A fun weekend diversion: BCD addition on the GPU

BCD (binary-code decimal) is a method of performing decimal arithmetic by storing each decimal digit in a tetrade of bits, colloquially referred to as a nibble. It used to be quite common in commercial data processing and I even recall using BCD-based floating-point arithmetic in the early 1980s.

Some 25 years ago I wrote some code for BCD integer addition to demonstrate conclusively that it was safe to remove BCD support instructions from a particular instruction set architecture. While it was pretty obvious, it is always good to have some concrete demonstration at hand. This weekend I was reminded of this by a thread on Stackoverflow, so I figured I should take a look to see how it would pan out on the GPU.

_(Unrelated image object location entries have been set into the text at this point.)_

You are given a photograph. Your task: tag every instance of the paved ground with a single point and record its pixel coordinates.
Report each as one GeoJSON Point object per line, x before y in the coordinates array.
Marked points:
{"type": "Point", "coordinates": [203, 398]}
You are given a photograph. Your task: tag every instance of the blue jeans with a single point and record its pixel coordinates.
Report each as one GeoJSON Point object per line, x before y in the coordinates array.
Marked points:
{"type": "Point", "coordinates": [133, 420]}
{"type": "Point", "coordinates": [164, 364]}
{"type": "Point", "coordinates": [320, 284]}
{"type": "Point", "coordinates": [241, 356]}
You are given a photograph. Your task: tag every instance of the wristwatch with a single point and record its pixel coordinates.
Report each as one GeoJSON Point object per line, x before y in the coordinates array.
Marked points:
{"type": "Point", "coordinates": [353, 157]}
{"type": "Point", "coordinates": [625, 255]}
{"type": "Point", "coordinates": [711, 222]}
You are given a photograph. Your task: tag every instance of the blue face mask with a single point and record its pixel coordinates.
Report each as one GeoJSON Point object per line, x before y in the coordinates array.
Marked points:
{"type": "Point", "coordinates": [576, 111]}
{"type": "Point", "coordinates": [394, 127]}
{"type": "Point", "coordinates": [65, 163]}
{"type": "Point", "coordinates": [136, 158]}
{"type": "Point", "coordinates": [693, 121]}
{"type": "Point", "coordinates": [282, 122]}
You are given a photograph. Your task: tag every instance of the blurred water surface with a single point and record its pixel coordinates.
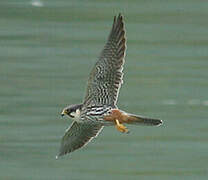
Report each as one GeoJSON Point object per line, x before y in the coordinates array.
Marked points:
{"type": "Point", "coordinates": [47, 50]}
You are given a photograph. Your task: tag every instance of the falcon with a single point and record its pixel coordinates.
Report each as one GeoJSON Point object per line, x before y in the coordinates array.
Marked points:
{"type": "Point", "coordinates": [99, 107]}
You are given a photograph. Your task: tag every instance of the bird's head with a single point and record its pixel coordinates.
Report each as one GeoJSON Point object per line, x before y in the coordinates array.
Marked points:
{"type": "Point", "coordinates": [72, 110]}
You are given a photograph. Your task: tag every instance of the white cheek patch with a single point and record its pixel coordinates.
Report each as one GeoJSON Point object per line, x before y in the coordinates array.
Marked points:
{"type": "Point", "coordinates": [76, 114]}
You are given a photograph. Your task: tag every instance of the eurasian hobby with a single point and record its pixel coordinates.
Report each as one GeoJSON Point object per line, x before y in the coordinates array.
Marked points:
{"type": "Point", "coordinates": [99, 107]}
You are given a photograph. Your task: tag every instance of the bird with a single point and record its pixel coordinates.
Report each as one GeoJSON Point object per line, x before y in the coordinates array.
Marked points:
{"type": "Point", "coordinates": [99, 107]}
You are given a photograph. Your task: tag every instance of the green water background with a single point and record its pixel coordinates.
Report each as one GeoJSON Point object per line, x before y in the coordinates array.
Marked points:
{"type": "Point", "coordinates": [46, 53]}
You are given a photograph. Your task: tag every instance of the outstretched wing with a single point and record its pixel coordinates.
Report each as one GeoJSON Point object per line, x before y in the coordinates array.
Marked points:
{"type": "Point", "coordinates": [78, 135]}
{"type": "Point", "coordinates": [106, 76]}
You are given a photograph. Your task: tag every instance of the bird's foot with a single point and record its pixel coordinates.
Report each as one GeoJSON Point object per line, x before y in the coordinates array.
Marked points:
{"type": "Point", "coordinates": [120, 127]}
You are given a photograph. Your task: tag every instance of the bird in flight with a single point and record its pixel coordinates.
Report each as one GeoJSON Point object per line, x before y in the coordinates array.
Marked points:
{"type": "Point", "coordinates": [99, 107]}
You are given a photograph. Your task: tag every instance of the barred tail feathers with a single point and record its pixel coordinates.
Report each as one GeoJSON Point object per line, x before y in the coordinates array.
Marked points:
{"type": "Point", "coordinates": [139, 120]}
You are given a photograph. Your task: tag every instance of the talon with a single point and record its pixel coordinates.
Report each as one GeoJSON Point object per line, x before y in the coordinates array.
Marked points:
{"type": "Point", "coordinates": [121, 127]}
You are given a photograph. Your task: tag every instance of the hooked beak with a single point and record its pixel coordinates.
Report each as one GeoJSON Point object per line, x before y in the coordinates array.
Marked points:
{"type": "Point", "coordinates": [63, 113]}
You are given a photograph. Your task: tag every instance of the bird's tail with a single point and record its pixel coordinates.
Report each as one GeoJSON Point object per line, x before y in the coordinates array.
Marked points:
{"type": "Point", "coordinates": [139, 120]}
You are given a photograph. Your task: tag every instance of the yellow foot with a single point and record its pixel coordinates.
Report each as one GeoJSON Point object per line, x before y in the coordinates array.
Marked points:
{"type": "Point", "coordinates": [121, 127]}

Constructing BCD addition on top of regular binary addition is conceptually fairly trivial. When summing two source nibbles one temporarily adds 6 to force carry-propagation between nibbles. At the end one subtracts 6 from all nibbles that did not produce a carry-out to the next higher nibble.

My approach in 1999 was to detect the carry propagation by the effect it has on the LSB of the next higher nibble. It is trivial to determine the value of the LSB after addition as the Exclusive-OR of the LSB of the two source operands. If the LSB of a nibble has a different value after addition, a carry-in from the nibble below it must have occurred. This works straightforward and quite efficiently with the minor issue of capturing the carry-out from the most significant nibble, which is supposed to propagate to the next higher 8-digit chunk.

When Knuth published volume 4a of The Art of Computer Programming in 2011, I noticed that he proposed a different method of nibble carry detection, by considering the MSB of each nibble of both sources as well as the sum. It turns out the functional relationship maps to the majority-of-3 function (which Knuth prefers to call the median), and as I have demonstrated previously in this forum, modern GPUs are able to map this operation to a single LOP3 instruction which can implement any logical function of three inputs. Using the majority-of-3 operation also makes for very concise and elegant code.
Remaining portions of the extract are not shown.